Some 1,370 teams are participating in Helsinki Cup this year—a near-record which is, according to the junior tournament's CEO, Kirsi Kavanne, at least partially attributed to kids' enthusiasm to resume their hobbies after pandemic restrictions.
"Children and teens have been suffering because of the restrictions. Now they're really excited to play," she said.
Kavanne pointed out that Covid mitigation measures are in place at Helsinki Cup, where appropriately distanced parents and fans are able to follow the games from the sidelines. Organisers have scheduled matches to keep teams from coming into contact with each other anywhere but on the field.

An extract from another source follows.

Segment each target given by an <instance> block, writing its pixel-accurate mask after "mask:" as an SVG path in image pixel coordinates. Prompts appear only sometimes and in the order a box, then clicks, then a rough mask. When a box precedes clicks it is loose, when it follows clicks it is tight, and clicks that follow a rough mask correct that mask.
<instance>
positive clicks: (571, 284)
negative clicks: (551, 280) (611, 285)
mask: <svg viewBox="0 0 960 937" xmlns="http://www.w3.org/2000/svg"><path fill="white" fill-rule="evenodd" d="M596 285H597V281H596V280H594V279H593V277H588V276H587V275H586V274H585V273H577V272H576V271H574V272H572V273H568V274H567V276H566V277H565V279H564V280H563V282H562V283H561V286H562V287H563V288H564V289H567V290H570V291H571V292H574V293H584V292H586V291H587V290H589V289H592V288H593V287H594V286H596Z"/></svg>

"We play on 15 pitches across the capital for around 12 hours a day," she explained, adding that the games are also streamed online.

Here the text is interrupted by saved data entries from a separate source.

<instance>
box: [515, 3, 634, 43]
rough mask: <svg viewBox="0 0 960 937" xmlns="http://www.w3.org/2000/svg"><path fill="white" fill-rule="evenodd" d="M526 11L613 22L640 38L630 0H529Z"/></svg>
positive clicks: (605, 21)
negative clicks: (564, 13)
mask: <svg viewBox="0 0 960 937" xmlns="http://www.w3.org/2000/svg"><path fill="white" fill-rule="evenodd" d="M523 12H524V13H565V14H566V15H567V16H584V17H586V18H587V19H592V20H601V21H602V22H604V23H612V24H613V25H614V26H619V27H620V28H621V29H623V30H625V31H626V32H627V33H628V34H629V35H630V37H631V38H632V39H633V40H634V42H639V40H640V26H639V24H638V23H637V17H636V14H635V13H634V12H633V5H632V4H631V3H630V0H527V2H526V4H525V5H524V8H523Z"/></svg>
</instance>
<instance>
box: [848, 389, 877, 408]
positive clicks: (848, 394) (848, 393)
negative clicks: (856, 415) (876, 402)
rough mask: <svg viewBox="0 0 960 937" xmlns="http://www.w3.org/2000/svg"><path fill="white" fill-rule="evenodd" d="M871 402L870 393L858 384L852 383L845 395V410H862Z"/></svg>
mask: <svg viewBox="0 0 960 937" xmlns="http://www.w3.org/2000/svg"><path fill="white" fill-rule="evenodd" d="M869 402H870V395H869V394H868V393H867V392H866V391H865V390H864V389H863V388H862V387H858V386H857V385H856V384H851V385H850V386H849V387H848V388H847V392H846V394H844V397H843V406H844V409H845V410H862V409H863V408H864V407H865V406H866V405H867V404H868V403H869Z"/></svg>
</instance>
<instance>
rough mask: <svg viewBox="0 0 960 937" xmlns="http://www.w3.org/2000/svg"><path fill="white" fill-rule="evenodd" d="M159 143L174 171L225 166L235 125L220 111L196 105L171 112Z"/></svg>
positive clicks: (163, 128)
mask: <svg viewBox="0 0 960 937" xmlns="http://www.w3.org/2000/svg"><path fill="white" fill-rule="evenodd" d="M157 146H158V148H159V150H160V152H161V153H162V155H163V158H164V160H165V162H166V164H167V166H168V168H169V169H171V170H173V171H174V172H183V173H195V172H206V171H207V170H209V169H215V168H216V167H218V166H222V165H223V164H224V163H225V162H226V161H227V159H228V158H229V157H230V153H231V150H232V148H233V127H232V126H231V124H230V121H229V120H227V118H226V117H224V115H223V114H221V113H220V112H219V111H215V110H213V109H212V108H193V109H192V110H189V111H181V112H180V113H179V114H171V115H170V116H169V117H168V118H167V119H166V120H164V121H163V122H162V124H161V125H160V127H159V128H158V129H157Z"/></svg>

The tournament includes some 4,000 games.
"We have signs reminding people about hygiene and appropriate distancing, but the teams already know these rules well," she explained.
The event culminates in Saturday's final, which will take place at the newly renovated Olympic Stadium for the first time since 2015.
In addition to coronavirus measures, extra heat-safety precautions are also in place during the tournament.
"Water stations also have buckets, and players can use sponges to cool off. We're making sure kiosks don't run out of drinks," Kavanne explained, saying players are being encouraged to stay in the shade between games.
First organised in 1976, Helsinki Cup in 2019 drew a record 1,381 teams. This year, the event is mostly a domestic affair. The Border Guard on Friday allowed four foreign teams—from Estonia and France—to enter the country.
President Sauli Niinistö, the former chair of the Football Association of Finland, serves as the tournament's patron.